Re: [RFC PATCH v4 4/8] x86/smp: Allow calling mwait_play_dead with arbitrary hint
From: Patryk Wlazlyn
Date: Tue Nov 26 2024 - 06:37:07 EST
>> The MWAIT instruction needs different hints on different CPUs to reach
>> the most specific idle states. The current hint calculation* in
>> mwait_play_dead() code works in practice on current hardware, but it
>> fails on a recent one, Intel's Sierra Forest and possibly some future ones.

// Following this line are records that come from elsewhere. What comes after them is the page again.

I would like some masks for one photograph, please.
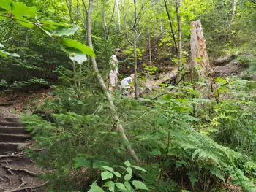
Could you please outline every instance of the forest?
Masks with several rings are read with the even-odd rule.
[[[256,191],[255,0],[0,0],[0,191]]]

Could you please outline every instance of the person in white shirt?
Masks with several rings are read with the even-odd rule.
[[[120,85],[121,89],[130,88],[131,87],[134,88],[134,85],[132,81],[135,79],[135,74],[132,74],[129,77],[126,77],[122,80]]]
[[[109,73],[109,82],[110,82],[110,91],[113,93],[114,91],[116,84],[117,84],[118,72],[118,58],[121,53],[123,52],[122,50],[117,48],[115,50],[116,54],[111,56],[110,64],[111,65],[111,70]]]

>> Those newer CPUs' power efficiency suffers when the CPU is put offline.
>>
>> * The current calculation is the for loop inspecting edx in
>> mwait_play_dead()
>>
>> The current implementation for looking up the mwait hint for the deepest
>> cstate, in mwait_play_dead() code works by inspecting CPUID leaf 0x5 and
>> calculates the mwait hint based on the number of reported substates.

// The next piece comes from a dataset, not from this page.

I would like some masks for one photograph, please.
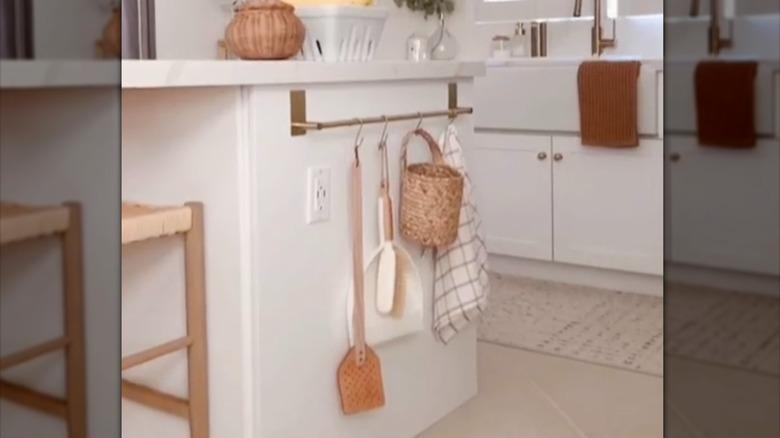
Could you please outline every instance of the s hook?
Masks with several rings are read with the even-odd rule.
[[[355,134],[355,163],[360,164],[360,155],[358,154],[358,149],[360,149],[360,146],[363,145],[363,137],[361,136],[363,133],[363,119],[355,119],[355,121],[360,124],[358,132]]]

>> This approach depends on the hints associated with them to be continuous
>> in the range [0, NUM_SUBSTATES-1]. This continuity is not documented and
>> is not met on the recent Intel platforms.
>>
>> For example, Intel's Sierra Forest report two cstates with two substates
>> each in cpuid leaf 5:
>>
>> Name* target cstate target subcstate (mwait hint)
>> ===========================================================
>> C1 0x00 0x00
>> C1E 0x00 0x01
>>
>> -- 0x10 ----
>>
>> C6S 0x20 0x22
>> C6P 0x20 0x23
>>
>> -- 0x30 ----
>>
>> /* No more (sub)states all the way down to the end. */
>> ===========================================================
>>
>> * Names of the cstates are not included in the CPUID leaf 0x5, they are
>> taken from the product specific documentation.
>>
>> Notice that hints 0x20 and 0x21 are skipped entirely for the target
>> cstate 0x20 (C6), being a cause of the problem for the current cpuid
>> leaf 0x5 algorithm.
>>
>> Allow cpuidle code to provide mwait play dead loop with known, mwait
>> hint for the deepest idle state on a given platform, skipping the cpuid
>> based calculation.
>>
>> Signed-off-by: Patryk Wlazlyn <patryk.wlazlyn@xxxxxxxxxxxxxxx>
>
> I'm going to risk saying that the changelog doesn't match the code
> changes in the patch any more.
>
> The code changes are actually relatively straightforward: The bottom
> half of mwait_play_dead() is split off, so it can be called from
> multiple places.
>
> The other places from which to call it are cpuidle drivers
> implementing :enter_dead() callbacks that may want to use MWAIT as the
> idle state entry method. The ACPI processor_idle driver and
> intel_idle will be updated by subsequent patches to do so.
>
> The reason for it is mostly consistency: If the cpuidle driver uses a
> specific idle state for things like suspend-to-idle, it is better to
> let it decide what idle state to use for "play_dead" because it may
> know better.
>
> Another reason is what mwait_play_dead() does to determine the MWAIT
> argument (referred to as a "hint"), but IMO it belongs in a changelog
> of a later patch because this one doesn't actually do anything about
> it. In fact, it is not expected to change the behavior of the code.
The commit message here is to justify the change. I thought that giving
some context is important. Do you suggest moving this under a
different commit or don't mention the SRF and C6 states at all?